I don’t feel that way. So maybe leave out the “we”?

And the whole point of this eleven page epic is that sort of thing really isn’t harmless. It makes female posters feel uncomfortable, and like they can’t talk about real, actual issues without inviting a bunch of sophomoric comments.

I don’t actually think anyone was being a sexist pig in that thread, because the board culture says that it’s ok to make those kind of swipes, that it’s no big deal, that it’s harmless. So when individuals do so, they are just living up to the culture around them. There isn’t any spiteful intent: it’s ignorance.

But that shit does do harm. It does make people feel like they can’t talk openly about all sorts of things. It drives people off. That’s why this is about board culture, not individuals: when shit like that goes on, it’s not about whether or no Absolute should be warned, it’s about the much milder stance of having a moderator come in and say “That’s threadshitting. Stay on topic”. It seems to me that that is what is really needed here: not a banhammer, not a purge, but a recognition that jokes about how you’d like to oogle or fondle a particular, specific poster because she’s a woman are not ok.

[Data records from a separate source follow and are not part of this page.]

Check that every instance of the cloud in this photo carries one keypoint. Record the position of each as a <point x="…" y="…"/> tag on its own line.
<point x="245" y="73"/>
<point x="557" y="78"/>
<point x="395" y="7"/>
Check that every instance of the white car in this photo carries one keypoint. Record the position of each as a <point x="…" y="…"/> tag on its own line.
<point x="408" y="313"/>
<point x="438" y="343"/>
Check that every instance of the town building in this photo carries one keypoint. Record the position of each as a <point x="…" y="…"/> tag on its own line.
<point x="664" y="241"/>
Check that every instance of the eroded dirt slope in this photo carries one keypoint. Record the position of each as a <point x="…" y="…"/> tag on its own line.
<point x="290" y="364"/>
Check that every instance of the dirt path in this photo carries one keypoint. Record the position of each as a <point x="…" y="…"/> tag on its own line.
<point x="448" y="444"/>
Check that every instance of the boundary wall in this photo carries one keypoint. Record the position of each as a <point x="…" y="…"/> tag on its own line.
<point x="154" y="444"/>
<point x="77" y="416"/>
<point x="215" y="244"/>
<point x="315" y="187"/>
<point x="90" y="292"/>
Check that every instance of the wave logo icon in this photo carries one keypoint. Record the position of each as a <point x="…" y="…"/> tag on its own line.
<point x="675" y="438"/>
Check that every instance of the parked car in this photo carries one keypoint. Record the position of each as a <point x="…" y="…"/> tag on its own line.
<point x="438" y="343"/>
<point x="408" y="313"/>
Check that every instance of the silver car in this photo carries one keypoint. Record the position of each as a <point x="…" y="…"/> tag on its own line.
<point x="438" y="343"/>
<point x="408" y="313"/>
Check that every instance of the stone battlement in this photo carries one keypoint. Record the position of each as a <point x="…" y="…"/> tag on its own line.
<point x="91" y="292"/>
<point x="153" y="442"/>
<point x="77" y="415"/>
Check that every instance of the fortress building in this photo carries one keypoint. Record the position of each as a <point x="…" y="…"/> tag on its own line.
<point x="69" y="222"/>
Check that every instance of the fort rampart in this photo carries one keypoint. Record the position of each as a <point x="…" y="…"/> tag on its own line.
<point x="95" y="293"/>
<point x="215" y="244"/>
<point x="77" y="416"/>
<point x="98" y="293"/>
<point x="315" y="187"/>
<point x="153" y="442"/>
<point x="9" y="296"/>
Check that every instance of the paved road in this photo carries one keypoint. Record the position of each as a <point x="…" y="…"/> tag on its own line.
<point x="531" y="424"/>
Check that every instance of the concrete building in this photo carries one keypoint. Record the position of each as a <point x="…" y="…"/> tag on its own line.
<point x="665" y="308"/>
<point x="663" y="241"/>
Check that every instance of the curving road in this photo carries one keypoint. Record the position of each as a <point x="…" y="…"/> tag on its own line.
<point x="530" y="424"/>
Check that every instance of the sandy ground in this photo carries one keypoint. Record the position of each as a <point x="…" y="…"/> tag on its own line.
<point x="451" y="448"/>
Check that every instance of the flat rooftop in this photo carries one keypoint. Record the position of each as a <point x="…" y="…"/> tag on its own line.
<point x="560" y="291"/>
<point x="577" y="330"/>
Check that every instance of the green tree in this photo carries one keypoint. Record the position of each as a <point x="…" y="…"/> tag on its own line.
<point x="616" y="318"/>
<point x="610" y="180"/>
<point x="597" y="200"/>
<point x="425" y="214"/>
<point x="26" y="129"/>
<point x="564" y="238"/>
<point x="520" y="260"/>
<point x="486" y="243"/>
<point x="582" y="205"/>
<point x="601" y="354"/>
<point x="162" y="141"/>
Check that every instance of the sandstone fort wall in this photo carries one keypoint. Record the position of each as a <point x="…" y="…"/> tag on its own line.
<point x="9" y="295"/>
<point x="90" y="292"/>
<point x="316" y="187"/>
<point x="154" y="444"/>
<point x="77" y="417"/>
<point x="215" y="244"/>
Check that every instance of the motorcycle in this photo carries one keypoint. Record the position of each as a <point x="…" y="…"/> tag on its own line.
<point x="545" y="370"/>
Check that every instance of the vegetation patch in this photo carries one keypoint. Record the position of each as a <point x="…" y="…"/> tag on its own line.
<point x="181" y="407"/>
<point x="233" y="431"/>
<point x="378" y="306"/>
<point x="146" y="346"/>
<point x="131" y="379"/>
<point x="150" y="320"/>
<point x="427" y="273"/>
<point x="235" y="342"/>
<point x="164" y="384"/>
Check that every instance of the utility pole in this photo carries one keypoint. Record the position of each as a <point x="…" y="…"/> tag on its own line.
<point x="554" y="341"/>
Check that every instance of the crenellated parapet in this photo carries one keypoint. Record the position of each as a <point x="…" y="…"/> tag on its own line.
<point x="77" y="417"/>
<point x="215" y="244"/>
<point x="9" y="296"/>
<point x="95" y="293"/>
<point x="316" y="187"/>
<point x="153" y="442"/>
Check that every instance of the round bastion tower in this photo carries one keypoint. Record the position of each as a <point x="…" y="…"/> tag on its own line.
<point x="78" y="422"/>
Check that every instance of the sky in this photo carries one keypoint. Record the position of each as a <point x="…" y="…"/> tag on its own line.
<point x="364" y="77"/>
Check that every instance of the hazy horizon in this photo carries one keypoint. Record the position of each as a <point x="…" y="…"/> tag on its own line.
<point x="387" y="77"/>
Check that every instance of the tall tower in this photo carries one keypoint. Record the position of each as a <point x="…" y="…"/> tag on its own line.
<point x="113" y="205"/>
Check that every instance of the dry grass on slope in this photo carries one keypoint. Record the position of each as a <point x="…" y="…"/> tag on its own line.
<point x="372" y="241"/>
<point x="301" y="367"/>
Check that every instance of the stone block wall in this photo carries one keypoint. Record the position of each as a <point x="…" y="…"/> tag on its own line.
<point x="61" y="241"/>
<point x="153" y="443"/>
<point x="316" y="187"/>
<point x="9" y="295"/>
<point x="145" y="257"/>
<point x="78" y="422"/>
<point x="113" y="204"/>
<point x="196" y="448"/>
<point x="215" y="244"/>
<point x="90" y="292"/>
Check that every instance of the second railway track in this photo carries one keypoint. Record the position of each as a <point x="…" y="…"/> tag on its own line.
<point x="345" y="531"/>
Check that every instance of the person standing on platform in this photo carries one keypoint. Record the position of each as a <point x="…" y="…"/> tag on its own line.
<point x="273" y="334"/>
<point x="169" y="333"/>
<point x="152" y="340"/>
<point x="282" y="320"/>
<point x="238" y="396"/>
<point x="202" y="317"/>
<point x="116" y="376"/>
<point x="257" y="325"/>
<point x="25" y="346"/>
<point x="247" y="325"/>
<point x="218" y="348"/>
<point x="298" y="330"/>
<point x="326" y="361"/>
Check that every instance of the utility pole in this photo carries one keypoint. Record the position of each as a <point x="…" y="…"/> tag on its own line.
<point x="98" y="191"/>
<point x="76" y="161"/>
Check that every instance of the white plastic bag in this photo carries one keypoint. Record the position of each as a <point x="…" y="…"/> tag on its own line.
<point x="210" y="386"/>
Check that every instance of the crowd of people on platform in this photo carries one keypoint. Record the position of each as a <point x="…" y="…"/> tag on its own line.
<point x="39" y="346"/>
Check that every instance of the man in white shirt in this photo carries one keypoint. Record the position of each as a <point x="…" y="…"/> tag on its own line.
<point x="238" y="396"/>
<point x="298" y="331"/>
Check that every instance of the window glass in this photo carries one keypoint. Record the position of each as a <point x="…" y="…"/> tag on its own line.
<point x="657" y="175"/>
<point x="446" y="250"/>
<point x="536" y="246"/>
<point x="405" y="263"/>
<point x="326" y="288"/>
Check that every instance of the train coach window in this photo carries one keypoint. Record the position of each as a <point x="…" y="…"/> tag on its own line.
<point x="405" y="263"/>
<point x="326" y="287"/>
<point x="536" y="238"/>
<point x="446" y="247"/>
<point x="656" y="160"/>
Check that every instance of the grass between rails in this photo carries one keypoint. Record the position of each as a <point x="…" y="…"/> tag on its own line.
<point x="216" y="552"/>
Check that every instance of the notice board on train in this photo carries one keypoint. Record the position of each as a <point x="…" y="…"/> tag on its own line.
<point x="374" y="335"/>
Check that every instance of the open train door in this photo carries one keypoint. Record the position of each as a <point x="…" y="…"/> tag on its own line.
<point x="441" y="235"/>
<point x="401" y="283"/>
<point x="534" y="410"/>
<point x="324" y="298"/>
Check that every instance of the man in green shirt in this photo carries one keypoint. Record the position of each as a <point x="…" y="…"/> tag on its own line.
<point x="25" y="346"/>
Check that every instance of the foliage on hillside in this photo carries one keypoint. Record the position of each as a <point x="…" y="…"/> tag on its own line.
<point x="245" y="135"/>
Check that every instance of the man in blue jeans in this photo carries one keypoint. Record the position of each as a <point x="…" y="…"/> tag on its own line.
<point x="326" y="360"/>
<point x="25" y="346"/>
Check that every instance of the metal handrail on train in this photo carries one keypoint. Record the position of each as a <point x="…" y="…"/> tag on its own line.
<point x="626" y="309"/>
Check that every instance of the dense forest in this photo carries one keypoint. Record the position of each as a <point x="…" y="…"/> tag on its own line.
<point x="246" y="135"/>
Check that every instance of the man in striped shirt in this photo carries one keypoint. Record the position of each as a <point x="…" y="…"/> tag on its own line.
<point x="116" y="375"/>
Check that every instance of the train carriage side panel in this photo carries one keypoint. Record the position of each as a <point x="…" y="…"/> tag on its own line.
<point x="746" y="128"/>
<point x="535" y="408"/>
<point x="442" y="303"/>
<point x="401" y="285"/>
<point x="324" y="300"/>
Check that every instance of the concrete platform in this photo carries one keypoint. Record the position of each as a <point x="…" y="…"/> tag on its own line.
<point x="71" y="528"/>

Yes, we got you on the “declined” list of the RSVP. It doesn’t diminish the overwhelming number of posters who are coming to the party, however.

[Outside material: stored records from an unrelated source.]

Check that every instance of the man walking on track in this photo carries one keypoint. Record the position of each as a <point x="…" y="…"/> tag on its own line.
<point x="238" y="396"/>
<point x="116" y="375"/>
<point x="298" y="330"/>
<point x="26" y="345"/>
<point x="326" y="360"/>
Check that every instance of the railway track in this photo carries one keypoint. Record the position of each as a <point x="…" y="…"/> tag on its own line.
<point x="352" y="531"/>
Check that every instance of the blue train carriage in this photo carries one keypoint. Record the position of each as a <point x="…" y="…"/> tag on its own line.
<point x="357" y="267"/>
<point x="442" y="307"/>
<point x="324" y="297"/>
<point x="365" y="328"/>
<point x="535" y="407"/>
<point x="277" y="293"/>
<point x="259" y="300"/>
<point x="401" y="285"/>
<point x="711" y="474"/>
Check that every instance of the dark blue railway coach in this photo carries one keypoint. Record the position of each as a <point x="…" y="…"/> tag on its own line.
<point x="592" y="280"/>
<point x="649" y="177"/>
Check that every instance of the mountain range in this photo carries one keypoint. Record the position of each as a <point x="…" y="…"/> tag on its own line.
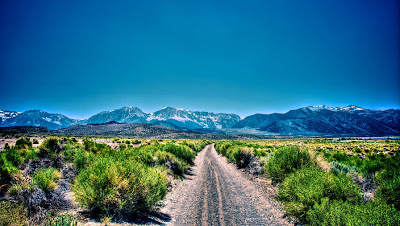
<point x="311" y="120"/>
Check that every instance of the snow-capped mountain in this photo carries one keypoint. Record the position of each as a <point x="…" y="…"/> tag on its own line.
<point x="41" y="118"/>
<point x="123" y="115"/>
<point x="5" y="115"/>
<point x="326" y="120"/>
<point x="311" y="120"/>
<point x="170" y="117"/>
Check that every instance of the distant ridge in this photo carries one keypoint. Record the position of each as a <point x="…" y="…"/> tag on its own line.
<point x="307" y="121"/>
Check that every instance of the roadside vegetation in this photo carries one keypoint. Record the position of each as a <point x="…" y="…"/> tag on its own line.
<point x="123" y="183"/>
<point x="327" y="182"/>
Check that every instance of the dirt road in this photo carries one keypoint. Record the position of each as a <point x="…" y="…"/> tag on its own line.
<point x="216" y="193"/>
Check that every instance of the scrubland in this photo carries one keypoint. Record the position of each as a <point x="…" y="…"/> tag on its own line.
<point x="62" y="179"/>
<point x="327" y="182"/>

Not only that, although I appreciate that Idle came in to answer as a mod in that forum, it is sort of sickening that it’s his determination that we shouldn’t be offended by SHOW US YER TITTTSS! in a thread about a medical issue.

With as much respect as I can muster I believe he isn’t really someone capable of making that determination. Sadly I cannot (and no need to warn me, I will not) link here in this thread to info from another board but I really, really don’t think his judgment is trustworthy in a situation like this. Like, at all. His answer here about how he sees it as harmless illustrates that perfectly and lets me know not much has changed in his perspective since the first time I encountered his judgment on male/female interactions.

Feel free to include those of us who do feel that among the ‘we’. You don’t agree, that’s your prerogative, but don’t minimize the number of us who do.

Including those of us who spoke up the last time this topic came up, then drifted away once it became clear that nothing was going to change.